Thirteen hours. That was the time of the whole thing. From leaving the avocado field to making it back across the border.
Afterwards, there would be the accusations, the recriminations. Why had we been left to drag the tank back in broad daylight? With a clear view of us from the ridge. Crawling along in a valley 6km north of the border. Why had we been left to carry out a suicide mission?
There would be Alon Smoha’s funeral in Hod Hasharon, the terrible keening and wailing of his Iraqi mother and his sisters.
And there would be the moment when Itzik and I took a trip to have a look at our two tanks, after they finally managed to drag their burnt wrecks back across the border. We checked where the missiles had entered. The missiles that took out the engines of the two tanks entered at precisely the same point. At the engine grille. But in Smoha’s tank, the missile had entered, and then continued inwards, flying over the engine, in the area between the engine and the outer armour. Then it had penetrated the wall of the driver’s compartment, and killed him. In my case, on the other hand, owing to a difference in trajectory of no more than a few centimetres at most, the missile had ploughed into the engine — destroying the tank, and leaving me untouched.
We also learnt later that a ten-man Hezbollah squad had been spotted descending from El Khiam in our direction. Presumably because of the presence of our forces in the area, they had turned back, preventing the firefight I had feared and expected.
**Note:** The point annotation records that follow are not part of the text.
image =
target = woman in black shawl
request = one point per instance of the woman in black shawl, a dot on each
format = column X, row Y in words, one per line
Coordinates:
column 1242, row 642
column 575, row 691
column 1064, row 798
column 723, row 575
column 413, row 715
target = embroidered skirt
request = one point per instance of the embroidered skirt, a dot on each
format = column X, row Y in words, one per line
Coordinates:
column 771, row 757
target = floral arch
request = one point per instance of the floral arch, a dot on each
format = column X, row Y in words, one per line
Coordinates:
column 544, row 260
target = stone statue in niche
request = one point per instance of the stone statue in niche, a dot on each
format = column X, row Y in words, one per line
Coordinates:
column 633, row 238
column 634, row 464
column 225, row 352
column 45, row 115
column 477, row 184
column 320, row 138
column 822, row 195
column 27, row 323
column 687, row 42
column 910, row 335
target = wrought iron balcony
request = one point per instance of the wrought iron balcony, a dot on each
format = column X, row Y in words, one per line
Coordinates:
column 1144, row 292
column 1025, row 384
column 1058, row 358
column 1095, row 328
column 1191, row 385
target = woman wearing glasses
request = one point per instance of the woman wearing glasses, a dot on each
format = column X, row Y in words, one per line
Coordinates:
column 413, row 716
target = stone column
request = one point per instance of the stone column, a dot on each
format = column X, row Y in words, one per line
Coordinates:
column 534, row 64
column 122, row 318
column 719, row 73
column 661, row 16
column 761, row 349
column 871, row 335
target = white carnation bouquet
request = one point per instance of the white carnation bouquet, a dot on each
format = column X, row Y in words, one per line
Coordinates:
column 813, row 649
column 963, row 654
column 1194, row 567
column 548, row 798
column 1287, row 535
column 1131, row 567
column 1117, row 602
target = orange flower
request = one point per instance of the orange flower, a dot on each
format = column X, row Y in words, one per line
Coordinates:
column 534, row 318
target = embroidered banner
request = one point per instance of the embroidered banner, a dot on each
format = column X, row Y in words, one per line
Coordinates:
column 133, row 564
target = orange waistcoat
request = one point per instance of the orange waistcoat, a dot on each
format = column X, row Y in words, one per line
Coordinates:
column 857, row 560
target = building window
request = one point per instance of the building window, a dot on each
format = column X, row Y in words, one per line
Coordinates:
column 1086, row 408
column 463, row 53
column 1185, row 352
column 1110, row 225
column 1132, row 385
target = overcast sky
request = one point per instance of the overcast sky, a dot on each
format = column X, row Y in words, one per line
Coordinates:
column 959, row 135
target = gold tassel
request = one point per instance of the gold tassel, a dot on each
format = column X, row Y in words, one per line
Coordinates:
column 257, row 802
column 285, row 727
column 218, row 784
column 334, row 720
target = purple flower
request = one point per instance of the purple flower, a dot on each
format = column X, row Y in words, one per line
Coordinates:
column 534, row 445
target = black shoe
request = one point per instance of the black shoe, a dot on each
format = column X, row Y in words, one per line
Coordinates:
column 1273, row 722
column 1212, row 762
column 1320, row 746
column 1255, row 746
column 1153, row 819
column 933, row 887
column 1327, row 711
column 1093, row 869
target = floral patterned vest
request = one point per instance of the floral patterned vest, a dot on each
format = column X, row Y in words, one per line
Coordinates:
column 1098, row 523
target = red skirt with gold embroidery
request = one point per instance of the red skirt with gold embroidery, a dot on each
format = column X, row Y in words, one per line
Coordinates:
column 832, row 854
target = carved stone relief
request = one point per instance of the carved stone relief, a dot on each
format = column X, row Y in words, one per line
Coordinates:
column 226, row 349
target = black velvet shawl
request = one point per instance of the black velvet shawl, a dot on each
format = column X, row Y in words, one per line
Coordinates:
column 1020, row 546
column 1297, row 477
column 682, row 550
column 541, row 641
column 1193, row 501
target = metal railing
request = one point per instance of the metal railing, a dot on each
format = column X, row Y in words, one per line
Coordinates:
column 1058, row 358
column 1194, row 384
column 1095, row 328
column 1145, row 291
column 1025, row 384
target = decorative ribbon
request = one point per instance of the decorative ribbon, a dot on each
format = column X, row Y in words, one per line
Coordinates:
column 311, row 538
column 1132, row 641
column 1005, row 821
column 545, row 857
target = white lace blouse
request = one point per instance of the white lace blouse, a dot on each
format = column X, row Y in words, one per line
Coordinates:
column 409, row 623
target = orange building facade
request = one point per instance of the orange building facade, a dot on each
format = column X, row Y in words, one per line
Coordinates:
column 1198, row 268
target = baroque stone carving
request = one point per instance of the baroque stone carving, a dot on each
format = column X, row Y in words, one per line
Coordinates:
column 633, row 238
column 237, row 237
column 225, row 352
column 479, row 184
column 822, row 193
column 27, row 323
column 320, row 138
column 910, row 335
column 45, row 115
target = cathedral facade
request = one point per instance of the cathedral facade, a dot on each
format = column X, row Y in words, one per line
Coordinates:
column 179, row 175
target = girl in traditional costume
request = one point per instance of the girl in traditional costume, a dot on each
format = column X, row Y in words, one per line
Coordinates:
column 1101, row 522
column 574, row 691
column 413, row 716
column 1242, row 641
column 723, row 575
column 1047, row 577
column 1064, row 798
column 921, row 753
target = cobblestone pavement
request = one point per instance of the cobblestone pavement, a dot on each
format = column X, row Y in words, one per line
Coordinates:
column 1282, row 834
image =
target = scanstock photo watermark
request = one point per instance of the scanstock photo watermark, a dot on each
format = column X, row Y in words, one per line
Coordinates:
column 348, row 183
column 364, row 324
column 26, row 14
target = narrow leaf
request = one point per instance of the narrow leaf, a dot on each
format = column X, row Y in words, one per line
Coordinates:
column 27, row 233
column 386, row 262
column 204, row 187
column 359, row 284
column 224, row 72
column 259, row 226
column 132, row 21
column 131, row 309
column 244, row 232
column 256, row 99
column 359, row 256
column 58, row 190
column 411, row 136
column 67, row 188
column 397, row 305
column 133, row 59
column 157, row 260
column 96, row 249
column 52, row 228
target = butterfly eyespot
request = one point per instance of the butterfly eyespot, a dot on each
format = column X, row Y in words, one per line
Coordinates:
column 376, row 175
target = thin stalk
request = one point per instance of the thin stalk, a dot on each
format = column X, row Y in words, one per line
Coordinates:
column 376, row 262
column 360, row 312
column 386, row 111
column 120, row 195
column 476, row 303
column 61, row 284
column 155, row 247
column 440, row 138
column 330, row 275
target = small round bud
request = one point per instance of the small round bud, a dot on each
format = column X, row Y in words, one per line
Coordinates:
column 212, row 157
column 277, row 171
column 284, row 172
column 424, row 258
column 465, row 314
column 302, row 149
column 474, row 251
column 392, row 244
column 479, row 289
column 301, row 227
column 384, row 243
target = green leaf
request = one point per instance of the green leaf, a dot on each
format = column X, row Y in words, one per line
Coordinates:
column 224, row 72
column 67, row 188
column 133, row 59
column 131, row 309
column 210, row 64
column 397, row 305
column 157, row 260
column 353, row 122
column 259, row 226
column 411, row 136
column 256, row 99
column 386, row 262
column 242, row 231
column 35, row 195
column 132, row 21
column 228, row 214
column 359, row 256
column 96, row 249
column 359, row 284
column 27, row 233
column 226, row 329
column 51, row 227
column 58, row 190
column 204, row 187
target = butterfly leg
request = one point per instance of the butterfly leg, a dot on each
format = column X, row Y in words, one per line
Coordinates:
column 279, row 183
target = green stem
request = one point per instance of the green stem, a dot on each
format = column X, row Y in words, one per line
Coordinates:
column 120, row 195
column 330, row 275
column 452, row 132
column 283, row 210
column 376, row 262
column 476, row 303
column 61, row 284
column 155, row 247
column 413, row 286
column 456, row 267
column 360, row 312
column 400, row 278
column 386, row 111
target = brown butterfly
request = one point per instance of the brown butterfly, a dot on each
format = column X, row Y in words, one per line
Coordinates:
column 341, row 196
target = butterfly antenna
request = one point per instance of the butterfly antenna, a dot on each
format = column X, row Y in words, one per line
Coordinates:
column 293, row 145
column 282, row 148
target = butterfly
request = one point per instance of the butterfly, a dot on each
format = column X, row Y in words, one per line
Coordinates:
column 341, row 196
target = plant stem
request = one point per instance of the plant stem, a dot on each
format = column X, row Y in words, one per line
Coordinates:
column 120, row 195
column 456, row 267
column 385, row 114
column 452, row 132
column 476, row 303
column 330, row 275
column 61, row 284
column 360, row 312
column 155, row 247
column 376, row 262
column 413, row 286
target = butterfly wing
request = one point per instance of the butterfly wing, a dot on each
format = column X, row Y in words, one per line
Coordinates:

I took part in two more missions into Lebanon before we were demobilised. The country was full of bitterness and confusion in the days that followed the ceasefire. What is most prevalent now is a feeling that it isn’t over. That the war and its uncertain outcome have failed to resolve any of the underlying factors that led to its outbreak. This is the factor fuelling the urgency of the protests now being organised by reserve soldiers. The anger and disgust felt by many of those who fought in Lebanon and returned does not represent a crisis of Israeli identity or national ideals, but rather a re-affirmation of them. This, however, goes together with a deep sense that the hedonism, cynicism, mediocrity and corruption that prevail among large sections of our leadership are not worthy of the sacrifices made for the country by the frontline soldiers. Whether Israel will find within itself a spirit worthy of this sacrifice, and whether this spirit can find its way to the leadership of the country is the key issue. The forces arrayed against us throughout the region and beyond it are vigorous, youthful and suffused with a fanatical hatred. We will prevail against them, I believe, on condition that we can make of ourselves and our society a thing that does not shame those who died in its defence and preservation.